Urgensi Kepemimpinan Digital dalam Pilkada
Oleh: Boy Anugerah
Penyelenggaraan Pemilu 2024 di Indonesia menjadi momen yang paling tepat dalam pengimplementasian kepemimpinan digital. Para pemangku kepentingan Pemilu seperti KPU, Bawaslu, DKPP, dan aparat penegak hukum membutuhkan asistensi teknologi digital untuk memudahkan kerja dan mendukung kinerja mereka secara optimal. Hal tersebut hanya akan dapat terwujud apabila sumber daya manusia pada masing-masing lembaga tersebut memiliki kesadaran (awareness) dan kapasitas (capacity) untuk memanfaatkan instrumen teknologi yang tersedia. Pemilu di Indonesia sendiri memiliki tantangan yang tak mudah, yang mana tantangan tersebut hanya dapat direspons dan dimanajemen dengan baik melalui pemanfaatan teknologi Pemilu yang memadai. Sedikitnya ada tiga tantangan yang dihadapi Pemilu di Indonesia.
KEMAJUAN di bidang teknologi informasi dan komunikasi yang dicirikan dengan digitalisasi dan otomasi di segala bidang kehidupan, telah memberikan dampak yang signifikan terhadap praktik kepemimpinan nasional. Kepemimpinan nasional, mulai dari jenjang presiden hingga level kepala daerah, tidak bisa lagi dijalankan dengan praktik-praktik konvensional. Kepemimpinan digital (digital leadership) menjadi karakteristik kepemimpinan yang dibutuhkan untuk mencapai efektivitas dan efisiensi tujuan. Momen penyelenggaraan Pilkada serentak pada November 2024 nanti diharapkan dapat menjadi momentum bagi artikulasi kepemimpinan digital secara optimal untuk menyukseskan pesta demokrasi bagi rakyat.
Definisi
Kepemimpinan digital adalah corak baru kepemimpinan pada era modern.

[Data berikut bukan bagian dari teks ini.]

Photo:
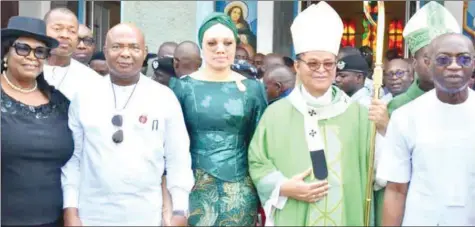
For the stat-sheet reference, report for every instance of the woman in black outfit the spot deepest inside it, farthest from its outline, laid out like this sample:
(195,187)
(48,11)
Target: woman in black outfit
(35,139)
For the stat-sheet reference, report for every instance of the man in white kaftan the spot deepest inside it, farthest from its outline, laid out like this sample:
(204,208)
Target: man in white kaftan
(434,151)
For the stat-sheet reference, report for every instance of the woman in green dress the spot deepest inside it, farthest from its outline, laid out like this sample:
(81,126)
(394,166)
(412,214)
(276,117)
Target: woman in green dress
(221,110)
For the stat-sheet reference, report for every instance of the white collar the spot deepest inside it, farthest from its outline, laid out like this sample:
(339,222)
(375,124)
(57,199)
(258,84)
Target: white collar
(323,100)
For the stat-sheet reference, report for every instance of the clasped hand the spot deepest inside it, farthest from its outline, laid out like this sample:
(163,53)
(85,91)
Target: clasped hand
(297,188)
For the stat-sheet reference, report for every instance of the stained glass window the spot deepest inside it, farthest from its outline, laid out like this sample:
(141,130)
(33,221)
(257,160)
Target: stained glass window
(395,36)
(349,28)
(369,31)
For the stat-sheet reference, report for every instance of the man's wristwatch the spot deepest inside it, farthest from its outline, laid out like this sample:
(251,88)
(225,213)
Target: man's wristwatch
(180,213)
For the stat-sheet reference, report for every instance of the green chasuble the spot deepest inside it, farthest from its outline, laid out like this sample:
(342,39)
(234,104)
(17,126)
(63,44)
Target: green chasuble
(279,150)
(412,93)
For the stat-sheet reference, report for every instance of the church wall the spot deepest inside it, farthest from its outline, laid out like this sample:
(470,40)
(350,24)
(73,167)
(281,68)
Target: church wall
(162,21)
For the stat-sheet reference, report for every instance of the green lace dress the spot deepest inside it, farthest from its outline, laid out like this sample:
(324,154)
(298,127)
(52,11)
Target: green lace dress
(221,120)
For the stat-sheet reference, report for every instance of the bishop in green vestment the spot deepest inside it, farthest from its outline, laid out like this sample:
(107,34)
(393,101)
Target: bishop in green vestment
(315,117)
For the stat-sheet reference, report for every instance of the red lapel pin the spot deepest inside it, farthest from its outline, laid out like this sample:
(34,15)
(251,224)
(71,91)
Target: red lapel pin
(143,119)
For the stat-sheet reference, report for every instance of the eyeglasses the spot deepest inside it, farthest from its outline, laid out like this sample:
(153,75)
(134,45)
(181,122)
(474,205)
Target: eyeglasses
(24,50)
(88,41)
(118,136)
(463,61)
(315,65)
(397,73)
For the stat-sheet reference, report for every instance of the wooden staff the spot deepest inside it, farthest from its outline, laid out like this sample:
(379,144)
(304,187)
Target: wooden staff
(377,82)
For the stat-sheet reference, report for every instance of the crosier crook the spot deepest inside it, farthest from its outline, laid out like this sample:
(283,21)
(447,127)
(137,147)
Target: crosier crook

Kepemimpinan jenis ini dimaknai sebagai bentuk kepemimpinan yang mengakomodasi fenomena sosial budaya di masyarakat, yang ditandai dengan masifnya penggunaan teknologi informasi dan komunikasi. Globalisasi yang menghadirkan disrupsi di segala bidang kehidupan tidak bisa direspons dengan cara-cara konvensional. Selain berpeluang menghasilkan kinerja yang tidak efektif dan efisien, juga dapat menurunkan daya saing. Sebagai analogi sederhana, pada masa lalu, seorang pemimpin biasanya mengumpulkan massa di lapangan besar untuk penyampaian visi misi dan gagasan. Dewasa ini, hal tersebut kurang relevan. Penyampaian ide dan gagasan lebih efektif melalui kanal elektronik seperti media sosial untuk menjangkau audiens yang lebih besar.

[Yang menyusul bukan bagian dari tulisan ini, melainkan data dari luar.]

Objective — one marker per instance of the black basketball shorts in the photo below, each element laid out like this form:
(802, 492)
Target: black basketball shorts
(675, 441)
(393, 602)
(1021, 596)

Penyelenggaraan Pemilu 2024 di Indonesia menjadi momen yang paling tepat dalam pengimplementasian kepemimpinan digital. Para pemangku kepentingan Pemilu seperti KPU, Bawaslu, DKPP, dan aparat penegak hukum membutuhkan asistensi teknologi digital untuk memudahkan kerja dan mendukung kinerja mereka secara optimal. Hal tersebut hanya akan dapat terwujud apabila sumber daya manusia pada masing-masing lembaga tersebut memiliki kesadaran (awareness) dan kapasitas (capacity) untuk memanfaatkan instrumen teknologi yang tersedia. Pemilu di Indonesia sendiri memiliki tantangan yang tak mudah, yang mana tantangan tersebut hanya dapat direspons dan dimanajemen dengan baik melalui pemanfaatan teknologi Pemilu yang memadai. Sedikitnya ada tiga tantangan yang dihadapi Pemilu di Indonesia.

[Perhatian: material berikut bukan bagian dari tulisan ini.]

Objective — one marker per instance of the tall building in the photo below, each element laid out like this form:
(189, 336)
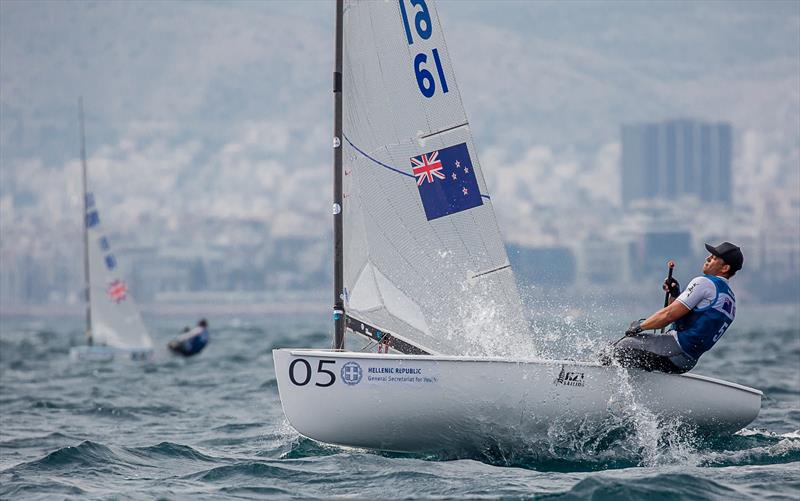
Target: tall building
(677, 157)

Pertama, Pemilu 2024 yang diselenggarakan secara serentak antara Pilpres dan Pileg merupakan Pemilu tebesar di dunia. Pada gelaran kedua Pemilu Februari lalu, jumlah pemilih mencapai lebih dari 200 juta voters. Partisipasi politik pemilih pun mencapai lebih dari 80 persen. Kedua, pada DPT KPU, jumlah pemilih yang masuk kategori pemilih generasi milenial dan generasi z mencapai lebih dari 50 persen dari total DPT. Pemilih muda ini memiliki karakteristik unik, yakni sangat peka dan terasosiasi dengan penggunaan teknologi informasi dan komunikasi. Ketiga, rezim keserentakan Pemilu antara Pilpres dan Pileg merupakan rezim pertama kali yang diselenggarakan di Indonesia. Hal ini tentu menghadirkan tantangan yang tidak mudah bagi penyelenggara Pemilu. Proses kerja yang efektif, efisien, dan berpijak pada problem solving mutlak harus dipenuhi.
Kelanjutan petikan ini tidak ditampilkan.